Realmente, eram poucas meninas na turma e ela, a única mulher a se formar, ainda que sob fortes intercorrências. Berna engravidou durante o curso, também perdeu o pai no mesmo período. Duas notícias que o padrinho recebeu de supetão. Na tentativa de avisar a afilhada sobre o pai, ligou para a casa da família do noivo. “Minha sogra disse: ‘mas cuidado como vá falar a ela, porque ela está grávida’”, hoje conta rindo. “Coitado, ele teve duas notícias, de que tinha perdido o amigão dele, um irmão, e que a afilhada estava grávida. E durante os estudos!”, menciona.

Gestação tranquila, não interrompeu os estudos. Ela, o marido e o filho saíram da casa do padrinho quando o casal foi aprovado no mestrado, que lhes rendeu duas bolsas de pesquisa. Na conclusão, o companheiro fez o concurso para professor na UEL. “Ele estava muito reticente, dizia que era muito distante, mas nós dois já não estávamos mais na nossa cidade de origem, eu dizia que tinha que tentar”, conta como chegaram em Londrina.

Berna superou todas as perspectivas que tinham para ela, tentou doutorado em Santa Catarina, mas foi desligada por motivos que prefere não entender. “Eles disseram que iam me desligar. ‘Como assim?
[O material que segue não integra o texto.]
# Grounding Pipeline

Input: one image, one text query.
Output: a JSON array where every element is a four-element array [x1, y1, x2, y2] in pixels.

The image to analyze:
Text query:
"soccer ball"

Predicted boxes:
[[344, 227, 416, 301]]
Por quê?’, até hoje não entendo o que aconteceu. Eu tinha feito minhas disciplinas com conceito A, ou seja, eu era uma boa aluna”, conta. “Na época foi bem complicado, foi difícil, porque de novo questionaram minha capacidade. Um deles disse: ‘você não dá para isso, isso aqui é um caminho que não dá para você’. Esse dia eu chorei”, revela.

Experiências que alimentam a vontade de estimular mais meninas ao curso. Mesmo depois de voltar para Londrina e também ser aprovada no concurso para docente do Departamento de Engenharia Elétrica, do CTU (Centro de Tecnologia e Urbanismo), da UEL, foram anos até que ela retomasse o doutorado em outra universidade, em Campinas (SP). Proposta bastante ousada para a menina de Teresina. “Nem imaginava tudo isso, era uma perspectiva muito longe da gente”, conclui.

Em 2020, vai fazer 22 anos que Berna está em Londrina e todo ano retorna ao Piauí para rever a família. Essa história também reflete no projeto de extensão em que atua chamado TechNinas - Robótica para Meninas, como incentivo de garotas para a área. “As pessoas não sabem que também pode ser para elas, é um mundo totalmente à parte imaginar frequentar uma universidade. Ainda existe uma parcela enorme que acha que jamais vai ser capaz de frequentar um curso superior”. Com essa proposta, meninas da periferia podem entender que esse caminho também pode ser delas, ainda que alguém possa dizer o contrário.

Lembrança da infância, os bois agora ficam pendurados na parede da sala em uma pintura colorida. “Comprei em São Luís (MA), quando fui para o casamento de uma prima depois de muito tempo sem voltar ao Nordeste em período de São João”, detalha. Rever o padrinho é uma promessa, viajar o Brasil todo uma proposta em andamento, abrir portas para que mais meninas não desistam de sonhar, um ideal.